III. Старуха-разведчица.

Упал вечер на поле, когда я проснулся от гика и пения:

Ададавэс, ададавэс амэбарвалэ.

Атася, атася амэчорорэ

[6]

).

Это пришли с гаданья женщины с крикливой оравой ребят. Подолы их широких юбок были подоткнуты за пояс, и в них лежали подачки. Вышли из шатров мужчины, одетые в поддевки. Две старухи устало упали на траву и чесали зудевшие от ходьбы ноги. Около них кучей дрались ребята за жестяную коробку от пудры, которую подарили за гадание. Михала подбежал к ним, разогнал их, хлопая по затылкам шапкой, и отнял коробку. Пришел с реки Федук, налил воду в чугунный котел и поставил его на треножник. Потом Федук поглядел на меня и улыбнулся. Сразу пришелся он мне по сердцу.
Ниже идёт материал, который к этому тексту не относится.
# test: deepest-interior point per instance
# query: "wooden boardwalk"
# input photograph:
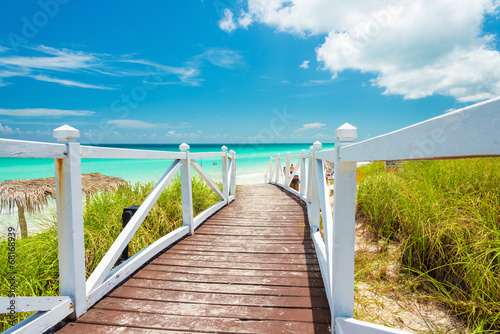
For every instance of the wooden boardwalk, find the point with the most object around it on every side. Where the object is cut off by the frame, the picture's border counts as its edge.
(251, 268)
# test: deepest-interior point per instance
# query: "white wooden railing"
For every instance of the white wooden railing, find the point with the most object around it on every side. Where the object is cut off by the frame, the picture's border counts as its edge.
(76, 293)
(473, 131)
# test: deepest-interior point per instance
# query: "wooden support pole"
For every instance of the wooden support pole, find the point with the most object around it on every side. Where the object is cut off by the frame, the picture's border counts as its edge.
(287, 171)
(233, 174)
(340, 251)
(303, 181)
(225, 175)
(186, 190)
(70, 221)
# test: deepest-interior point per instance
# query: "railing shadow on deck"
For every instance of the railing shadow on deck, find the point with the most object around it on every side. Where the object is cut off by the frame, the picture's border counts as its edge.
(472, 131)
(311, 261)
(77, 294)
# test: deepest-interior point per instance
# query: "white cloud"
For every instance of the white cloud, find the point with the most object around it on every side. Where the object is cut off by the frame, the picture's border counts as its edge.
(131, 124)
(223, 57)
(5, 129)
(310, 126)
(317, 82)
(43, 112)
(50, 64)
(414, 48)
(69, 83)
(245, 20)
(305, 64)
(227, 21)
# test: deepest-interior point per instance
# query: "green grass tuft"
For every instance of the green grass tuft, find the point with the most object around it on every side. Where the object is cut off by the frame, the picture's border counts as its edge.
(446, 216)
(37, 267)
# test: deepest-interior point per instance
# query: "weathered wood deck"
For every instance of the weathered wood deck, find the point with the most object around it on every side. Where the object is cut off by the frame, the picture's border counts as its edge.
(251, 268)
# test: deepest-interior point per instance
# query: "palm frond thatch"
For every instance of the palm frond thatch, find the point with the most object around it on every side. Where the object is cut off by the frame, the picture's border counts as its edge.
(33, 194)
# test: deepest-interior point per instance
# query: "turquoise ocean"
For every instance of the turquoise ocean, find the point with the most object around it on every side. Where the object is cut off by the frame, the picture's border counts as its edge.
(252, 161)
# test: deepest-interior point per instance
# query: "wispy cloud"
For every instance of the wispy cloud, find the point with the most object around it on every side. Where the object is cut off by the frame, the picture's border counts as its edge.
(44, 112)
(227, 22)
(305, 64)
(131, 124)
(317, 82)
(310, 126)
(5, 129)
(53, 65)
(69, 83)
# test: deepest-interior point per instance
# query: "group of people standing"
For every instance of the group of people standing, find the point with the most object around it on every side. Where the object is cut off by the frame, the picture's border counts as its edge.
(295, 180)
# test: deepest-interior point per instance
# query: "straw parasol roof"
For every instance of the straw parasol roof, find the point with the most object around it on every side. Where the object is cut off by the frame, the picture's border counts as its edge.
(32, 195)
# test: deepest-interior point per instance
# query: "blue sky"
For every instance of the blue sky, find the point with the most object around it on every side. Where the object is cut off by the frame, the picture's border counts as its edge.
(231, 71)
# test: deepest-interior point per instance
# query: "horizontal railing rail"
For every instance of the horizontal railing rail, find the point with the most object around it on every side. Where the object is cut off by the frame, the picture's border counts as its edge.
(76, 293)
(468, 132)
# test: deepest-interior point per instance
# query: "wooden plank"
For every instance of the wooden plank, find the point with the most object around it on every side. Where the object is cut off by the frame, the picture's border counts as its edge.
(235, 265)
(225, 311)
(217, 325)
(268, 249)
(81, 328)
(234, 272)
(147, 273)
(218, 299)
(248, 269)
(229, 242)
(250, 258)
(243, 289)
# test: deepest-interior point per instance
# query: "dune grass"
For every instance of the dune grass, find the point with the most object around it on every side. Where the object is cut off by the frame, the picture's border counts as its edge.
(37, 268)
(445, 217)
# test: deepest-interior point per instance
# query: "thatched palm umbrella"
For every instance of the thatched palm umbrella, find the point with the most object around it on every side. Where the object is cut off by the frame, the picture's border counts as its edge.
(32, 195)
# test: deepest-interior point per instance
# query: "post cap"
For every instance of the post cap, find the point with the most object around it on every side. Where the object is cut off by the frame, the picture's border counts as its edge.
(66, 133)
(346, 132)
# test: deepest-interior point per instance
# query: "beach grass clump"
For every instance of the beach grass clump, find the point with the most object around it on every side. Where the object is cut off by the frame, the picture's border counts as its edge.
(446, 217)
(37, 267)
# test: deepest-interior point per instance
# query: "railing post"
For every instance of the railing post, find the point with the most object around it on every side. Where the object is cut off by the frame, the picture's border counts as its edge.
(310, 174)
(225, 175)
(70, 221)
(186, 189)
(340, 252)
(233, 173)
(315, 203)
(303, 181)
(268, 175)
(278, 167)
(287, 170)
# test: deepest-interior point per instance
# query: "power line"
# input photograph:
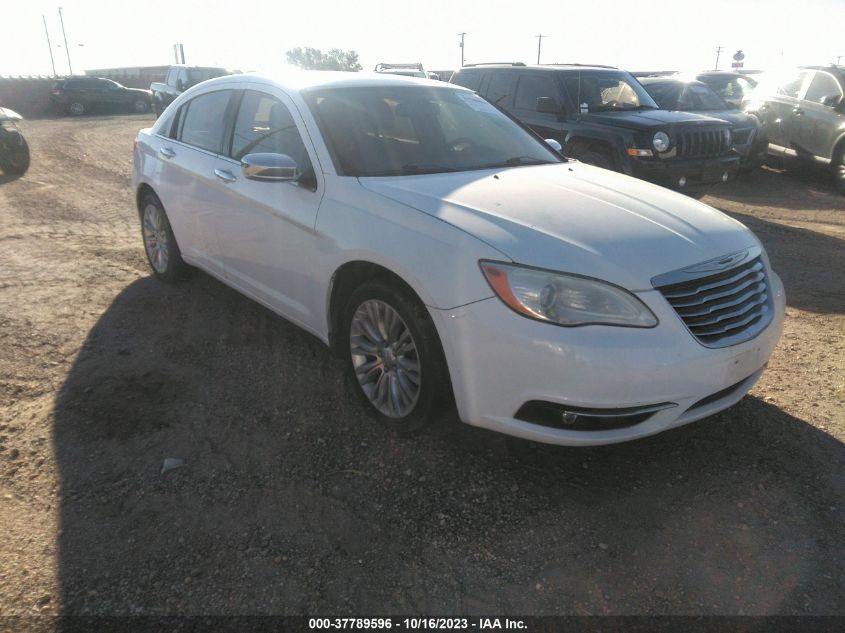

— Эй, Маштак! — крикнул мне Газун.

Я подошел. Он указал мне кивком головы на холодный костер и сказал:

— Ломай сучья и раздувай огонь.

Ближе к костру подползла злая старуха. После я узнал, что она мать Михалы. Она узнала меня и заговорила:

— А мы, как прогнали тебя со станции, так пошли далеко за железную дорогу. Верст много будет… Плохо теперь гадать…

Я ей не ответил. Она была мне не по сердцу, да и жрать хотелось.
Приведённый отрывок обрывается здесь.